You can read all blog posts at http://www.generationsofnewyork.com
The New York Times reported last week (July 20 story by Nina Bernstein) that some managed long term care insurance plans (MLTCs) operating for Medicaid patients arbitrarily reduced the number of hours of care to some of the most vulnerable and high cost aged and disabled patients. Most of the complaints centered on a few plans. 56% of the complaints were about Senior Health Partners of Health First in the New York City area. In fair hearings over 80% of these cuts were reversed.
Health advocates in the Medicaid Matters NY coalition of over 100 nonprofit organizations issued a report saying the reversal of these cuts indicates that some of these MLTC plans were arbitrarily reducing home care hours for clients. The Times story profiled a woman whose weekly hours were cut from 50 to 25. The plans have argued that managed long term care was designed to reduce expenditures on high cost users. However, the plans are also supposed to be “managing” the client’s care and maintaining quality not just cutting hours and costs. Many persons like the woman profiled are left struggling to find a way to manage without the help they have had. A lawsuit is also being filed by elder law attorneys on behalf of some clients against their managed care companies.
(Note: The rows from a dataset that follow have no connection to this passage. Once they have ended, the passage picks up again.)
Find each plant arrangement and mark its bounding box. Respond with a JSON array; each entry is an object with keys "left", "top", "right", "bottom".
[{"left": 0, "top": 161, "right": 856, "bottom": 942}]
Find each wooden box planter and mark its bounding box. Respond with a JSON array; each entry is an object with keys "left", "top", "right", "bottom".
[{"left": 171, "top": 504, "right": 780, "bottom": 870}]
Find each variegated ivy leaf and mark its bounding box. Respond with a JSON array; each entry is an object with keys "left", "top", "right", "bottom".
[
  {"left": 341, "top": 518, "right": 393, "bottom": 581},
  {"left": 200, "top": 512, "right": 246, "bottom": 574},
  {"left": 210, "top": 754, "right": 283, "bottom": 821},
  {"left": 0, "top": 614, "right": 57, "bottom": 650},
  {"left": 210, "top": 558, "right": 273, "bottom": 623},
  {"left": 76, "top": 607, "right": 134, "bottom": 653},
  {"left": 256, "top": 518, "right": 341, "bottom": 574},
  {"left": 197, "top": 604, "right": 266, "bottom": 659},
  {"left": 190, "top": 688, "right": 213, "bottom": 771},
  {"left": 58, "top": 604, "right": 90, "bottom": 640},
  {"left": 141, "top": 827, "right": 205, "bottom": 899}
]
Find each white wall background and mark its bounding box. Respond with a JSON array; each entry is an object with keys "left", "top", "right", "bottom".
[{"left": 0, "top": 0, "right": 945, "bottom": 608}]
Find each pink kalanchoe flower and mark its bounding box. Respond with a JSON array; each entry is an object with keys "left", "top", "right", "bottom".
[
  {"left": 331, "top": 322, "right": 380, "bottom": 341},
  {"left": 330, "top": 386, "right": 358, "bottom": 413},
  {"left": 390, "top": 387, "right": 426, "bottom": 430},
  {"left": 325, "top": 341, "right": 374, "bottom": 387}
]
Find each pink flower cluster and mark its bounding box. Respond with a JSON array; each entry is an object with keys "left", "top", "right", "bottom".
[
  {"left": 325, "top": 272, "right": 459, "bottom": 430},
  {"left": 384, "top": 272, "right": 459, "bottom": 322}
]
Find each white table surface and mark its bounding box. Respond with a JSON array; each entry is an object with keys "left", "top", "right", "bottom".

The state has moved in recent years to require most Medicaid beneficiaries needing long term care to enroll in managed care plans or be automatically placed in one. Advocates have expressed concerns from the beginning that this new policy was untested and that there are dangers that could result in many clients losing care in order to lower costs. The financial incentives in the program favor cost cutting: plans are generally paid a set rate and they can save what isn’t spent. The state has argued that care would be better managed and beneficiaries would get more comprehensive care. That may be true if plans do it right but it is costly to provide all the care needed and some companies that tried to provide extensive services like Senior Whole Health went out of business in some upstate areas.
The state says that 87% of those in managed long term care expressed satisfaction in surveys they have done. That number may not show those who haven’t responded or are too ill to respond. And, even 13% of people being dissatisfied is not acceptable if their health care has declined or been threatened with cuts.
This is an unacceptable situation that was predictable when you put the most vulnerable with the highest costs under a system that financially rewards plans for less care and allows for arbitrary and capricious cost cuts. The state likes to pride itself on changing health services to an “evidence based” model that requires state money spent to prove that it has been effective in meeting its stated goals. Perhaps there are some efficiencies that can be achieved with managed long term care but where is the care coordination and “evidence based” component of these decisions that proves that all of these plans are maintaining or improving the quality of care?